Facebook Twitter



No Utahns were among the 13 people who died in Wednesday's fiery crash of Delta Flight 1141 at Dallas-Forth Worth International Airport, airline officials confirmed Thursday.

During an early morning press conference, Fred Rollins, regional marketing director for Delta in Salt Lake City, said the crash's death toll now stands at 13 - 12 of whom have been identified - but includes no Utah passengers.Rollins said five Utahns were injured in the crash and two remained hospitalized Thursday morning.

James Fuchs, 54, Farmington, Utah, was in stable condition Thursday at Harris Methodist H.E.B. Hospital in Bedford, Texas. Brad McClary, 34, Sandy, was listed in stable condition at Methodist Medical Center in Dallas.

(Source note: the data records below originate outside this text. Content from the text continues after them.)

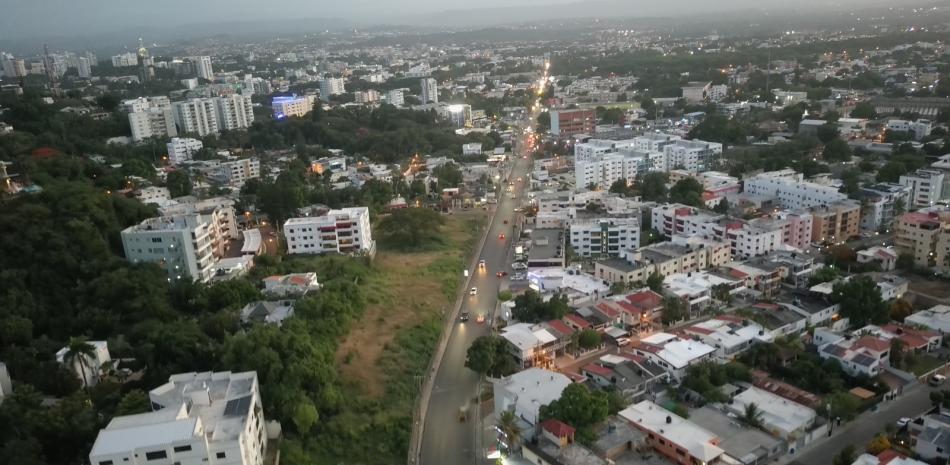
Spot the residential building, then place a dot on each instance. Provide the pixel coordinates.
(781, 417)
(836, 222)
(196, 116)
(180, 149)
(730, 335)
(330, 87)
(86, 367)
(926, 187)
(673, 353)
(287, 106)
(605, 237)
(430, 90)
(197, 418)
(203, 68)
(679, 440)
(567, 123)
(345, 230)
(526, 391)
(791, 191)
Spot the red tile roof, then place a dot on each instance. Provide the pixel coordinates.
(598, 370)
(557, 427)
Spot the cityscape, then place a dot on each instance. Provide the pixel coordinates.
(443, 233)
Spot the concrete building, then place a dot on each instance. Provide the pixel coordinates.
(926, 187)
(429, 90)
(567, 123)
(87, 368)
(836, 222)
(197, 419)
(203, 68)
(196, 116)
(605, 237)
(791, 191)
(526, 391)
(331, 86)
(342, 231)
(679, 440)
(186, 246)
(287, 106)
(180, 149)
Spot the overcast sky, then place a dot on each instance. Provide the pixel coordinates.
(21, 19)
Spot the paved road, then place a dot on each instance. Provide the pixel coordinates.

Treated and released from Baylor Medical Center in Grapevine, Texas, were: Damon Berry, 37, Sandy; Russell Guttu, 24, Salt Lake City; and Dennis Selvage, 43, West Valley City.

Nearly 100 people, many leaping through thick smoke and blazing jet fuel, survived the crash of the Boeing 727 that broke open and burned during takeoff Wednesday morning.

Speculation is centering on engine trouble as investigators and manufacturers' representatives tried to determine the cause of the crash.

"Why? Why did it happen? That's the question we have to answer now," Delta spokesman Bill Berry said Thursday at a briefing in Atlanta.

Investigators are looking closely at the left rear engine as the possible cause of the crash.

Lee Dickinson, a spokesman for the National Transportation Safety Board, said

he "black box" flight and data recorders from the Boeing 727-200 were shipped to agency headquarters in Washington, D.C.

"We will start reading (them) out today," said NTSB spokesman Ted Lopatkiewicz in Washington, adding that a transcript of the voice recorder would be released within 60 days. The data recorder captures technical data such as air speed, rates of climb and tilt.

So far, Dickinson said in Dallas, the only suggested cause of Wednesday's crash was a problem with one of the jetliner's three Pratt & Whitney engines.

"We're obviously going to be taking a hard look at the power plants (engines), but we're not going to look at them any more or any less than any other facet of the plane," Dickinson said. "Our investigation will be a slow and tedious process, but we'll get the job done."

Dickinson said that unlike the last Delta crash at the airport - Flight 191 in which 137 people were killed on Aug. 2, 1985 - investigators will be able to question flight crew members and the many survivors.

Survivors of Wednesday's disaster suffered burns as they crawled or jumped through gaping holes in the fuselage and clambered over red-hot wings to safety as black smoke billowed three stories high, witnesses said.

"You heard the thing crumple, so you knew you were going to crash the whole time," said passenger Penn Waugh, a lawyer from Dallas. "You were just looking for a way to get out of the plane. You're hoping you weren't going to die."

Ninety-seven passengers and a crew of seven were listed aboard the aircraft, en route to Salt Lake City, but the exact count was uncertain because babies were not included on passenger lists. The flight originated in Jackson, Miss.

Nearly two dozen investigators from the National Transportation Safety Board converged on the crash site. Spokesmen for Boeing and for Pratt & Whitney, manufacturer of the plane's three engines, said they would also send investigators.

Witnesses said there appeared to have been a fire or explosion in an engine on takeoff.